Silicon Valley Reels After Trump’s Election - janeboo
http://www.nytimes.com/2016/11/10/technology/trump-election-silicon-valley-reels.html
======
hga
Carlos Slim's personal blog continues to _generally_ disappoint (weasel
wording since I've heard nothing but praise about their election night
coverage, which could well be orders of magnitude better than most in both
presentation and accuracy).

For example, lying is not a policy that will help anyone:

 _Last year, Sundar Pichai, Google’s chief executive, published a broad rebuke
of Mr. Trump’s plan to ban Muslims from immigrating to the United States._

Trump's been quite explicit about this being a moratorium, until we can figure
out a better way to do it. And the "broad rebuke" they linked to was too short
in general and too biased in facts vs. feelings to take seriously. Could we at
least have an acknowledgement of why anyone would take this proposal
seriously? Since we're talking about California, I'll even include a hint:
[https://en.wikipedia.org/wiki/2015_San_Bernardino_attack](https://en.wikipedia.org/wiki/2015_San_Bernardino_attack)
(an even a sane immigration policy could have prevented, our current regime
didn't even try, and we have many particulars about this couple if you doubt
it).

 _Some made very big, idealistic proposals — this being, after all, the land
of disruption. On Twitter, for instance, Mr. Pishevar said he would fund a
campaign to get California to secede from the nation._

And this concept is about as old as the nation itself, couching it in terms of
idealism and all the good connotations of "disruption" is ludicrous. Although
I suppose killing off 6-7 figures of people, as happened the last time this
was attempted for real, would qualify as "disruptive".

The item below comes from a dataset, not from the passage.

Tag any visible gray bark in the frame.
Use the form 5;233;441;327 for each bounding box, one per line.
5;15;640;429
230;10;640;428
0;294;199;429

Let me also comment on the economic idiocy of such a proposal: if it wasn't
for the fashion and taste preferences of California's ruling classes being
enshrined in law and regulations, it could probably feed itself, and could
certainly supply its own electrical power and it's big enough, like Texas, to
run its own reliable gird.

But we all know the exact opposite has happened, and going further a simple
change in law could also deprive it of the Alaskan oil which the last time I
checked glutted its refineries (and crude oil is not all that fungible, plus
it would be _much_ more economic to send Alaska's oil to Japan and
thereabouts, they get most of their's from much further away, the law here is
a remnant of the '70s insane energy policies).

Etc.; without entering a real war, which didn't, for example, happen quickly
when Southern states started to succeed, the rest of the nation could bring
California _very_ low with simple embargoes like the ones I've mentioned, and
that not even getting into what could be done in "cyberspace". The _casus
belli_ would be the inevitable, even required refusal of cash strapped
California to shoulder it's share of the outstanding nation debt at the time
of succession.

ADDED: See also this "evergreen" Tweet
[https://twitter.com/RubinReport/status/796229381114859520](https://twitter.com/RubinReport/status/796229381114859520)

"Media which got everything wrong will now tell you all the things that will
happen as a result of the thing they said wouldn't happen."